Hi all,
I did some performances evaluations about sorts and log2 on GPU for my final MSc Thesis. These results help me to see what I can implement in CUDA to improve the performance of my program. I think that It could be useful for some of you so I post my results here :
sorts using a GeForce 8800GTS :
http://www.ab2patrimoine.be/adrien/upload/…/graphsort1.jpg
sorts using a GeForce 8600m GS :
http://www.ab2patrimoine.be/adrien/upload/…/graphsort2.jpg
log2 CPU vs log2 GPU using a GeForce 8800 GTS :
http://www.ab2patrimoine.be/adrien/upload/…s/log2-8800.jpg
log2 CPU vs log2 GPU using a GeForce 8600m GS :
http://www.ab2patrimoine.be/adrien/upload/…ers/log2low.jpg
log2 coalesced memory vs log2 uncoalesced memory :
http://www.ab2patrimoine.be/adrien/upload/…escedmemory.jpg
I don’t understand why the difference between coalesced memory and uncoalesced memory is so small (in GPU Gems 3 and other papers, the difference is impressive)… Does someone have an explication?
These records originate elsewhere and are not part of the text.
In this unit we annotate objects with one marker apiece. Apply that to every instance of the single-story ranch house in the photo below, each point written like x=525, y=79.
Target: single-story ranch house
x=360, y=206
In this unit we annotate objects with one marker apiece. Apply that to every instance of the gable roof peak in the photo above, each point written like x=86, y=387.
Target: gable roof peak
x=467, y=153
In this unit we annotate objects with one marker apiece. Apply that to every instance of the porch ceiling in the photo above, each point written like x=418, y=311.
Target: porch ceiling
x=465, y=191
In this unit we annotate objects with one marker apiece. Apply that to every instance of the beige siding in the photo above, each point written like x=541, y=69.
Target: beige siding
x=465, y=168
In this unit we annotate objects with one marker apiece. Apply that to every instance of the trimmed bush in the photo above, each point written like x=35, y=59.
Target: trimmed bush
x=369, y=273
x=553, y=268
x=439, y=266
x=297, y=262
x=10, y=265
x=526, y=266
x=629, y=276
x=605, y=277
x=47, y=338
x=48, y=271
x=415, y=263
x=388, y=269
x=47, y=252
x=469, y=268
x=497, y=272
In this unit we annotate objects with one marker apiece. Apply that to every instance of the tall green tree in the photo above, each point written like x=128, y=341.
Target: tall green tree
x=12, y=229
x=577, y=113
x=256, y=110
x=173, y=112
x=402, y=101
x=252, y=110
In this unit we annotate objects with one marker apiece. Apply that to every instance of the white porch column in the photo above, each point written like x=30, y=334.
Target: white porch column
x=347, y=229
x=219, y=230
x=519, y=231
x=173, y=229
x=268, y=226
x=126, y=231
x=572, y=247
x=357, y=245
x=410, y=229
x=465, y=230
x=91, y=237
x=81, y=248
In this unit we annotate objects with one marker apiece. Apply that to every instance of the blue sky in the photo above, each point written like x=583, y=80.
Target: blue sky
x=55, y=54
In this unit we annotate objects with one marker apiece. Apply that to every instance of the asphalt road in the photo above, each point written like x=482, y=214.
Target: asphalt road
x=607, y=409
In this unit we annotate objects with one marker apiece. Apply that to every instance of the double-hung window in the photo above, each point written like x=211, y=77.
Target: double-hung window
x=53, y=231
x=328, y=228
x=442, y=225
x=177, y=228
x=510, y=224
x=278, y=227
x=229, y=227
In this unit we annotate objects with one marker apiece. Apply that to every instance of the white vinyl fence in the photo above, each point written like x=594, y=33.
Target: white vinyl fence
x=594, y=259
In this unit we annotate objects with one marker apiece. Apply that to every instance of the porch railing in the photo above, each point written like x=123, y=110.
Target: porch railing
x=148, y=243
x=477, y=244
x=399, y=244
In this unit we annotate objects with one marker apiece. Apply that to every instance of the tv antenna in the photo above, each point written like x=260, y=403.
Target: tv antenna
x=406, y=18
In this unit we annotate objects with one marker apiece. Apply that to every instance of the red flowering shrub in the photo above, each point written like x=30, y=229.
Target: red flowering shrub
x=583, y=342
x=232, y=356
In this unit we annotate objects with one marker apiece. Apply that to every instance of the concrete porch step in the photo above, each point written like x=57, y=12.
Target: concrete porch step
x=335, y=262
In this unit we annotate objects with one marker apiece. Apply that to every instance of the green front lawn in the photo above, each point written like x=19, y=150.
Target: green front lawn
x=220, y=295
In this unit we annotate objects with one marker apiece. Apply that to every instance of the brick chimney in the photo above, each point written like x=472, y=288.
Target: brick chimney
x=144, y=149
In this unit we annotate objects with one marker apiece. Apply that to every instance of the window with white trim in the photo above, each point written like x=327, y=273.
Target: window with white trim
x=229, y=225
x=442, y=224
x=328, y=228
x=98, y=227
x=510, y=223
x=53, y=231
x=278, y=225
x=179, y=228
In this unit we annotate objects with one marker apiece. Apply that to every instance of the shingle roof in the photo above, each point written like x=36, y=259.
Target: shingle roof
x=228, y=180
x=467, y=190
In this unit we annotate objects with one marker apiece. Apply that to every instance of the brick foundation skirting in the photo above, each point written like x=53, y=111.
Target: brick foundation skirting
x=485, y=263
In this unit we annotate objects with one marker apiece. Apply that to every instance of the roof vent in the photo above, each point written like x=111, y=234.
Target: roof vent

The code used to test uncoa. vs coa. :
// Perform log2 operations on a float3 vector
__global__ void d_log2_uncoalesced (float3* d_data)
{
uint i = blockDim.x * blockIdx.x + threadIdx.x;
float3 data = d_data[i];
data.x = log2f(data.x);
data.y = log2f(data.y);
data.z = log2f(data.z);
d_data[i] = data;
}
__global__ void d_log2_coalesced (float* d_data)
{
int index = 3 * blockIdx.x * blockDim.x + threadIdx.x;
__shared__ float s_data[BLOCK_DIM*3];
s_data[threadIdx.x] = d_data[index];
s_data[threadIdx.x + blockDim.x] = d_data[index + blockDim.x];
s_data[threadIdx.x + blockDim.x * 2] = d_data[index + blockDim.x * 2];
__syncthreads();
float3 data = ((float3*)s_data)[threadIdx.x];
data.x = log2f(data.x);
data.y = log2f(data.y);
data.z = log2f(data.z);
((float3*)s_data)[threadIdx.x] = data;
__syncthreads();
d_data[index] = s_data[threadIdx.x];
d_data[index + blockDim.x] = s_data[threadIdx.x + blockDim.x];
d_data[index + blockDim.x * 2] = s_data[threadIdx.x + blockDim.x * 2];
}
The coalesced version seems to be optimal…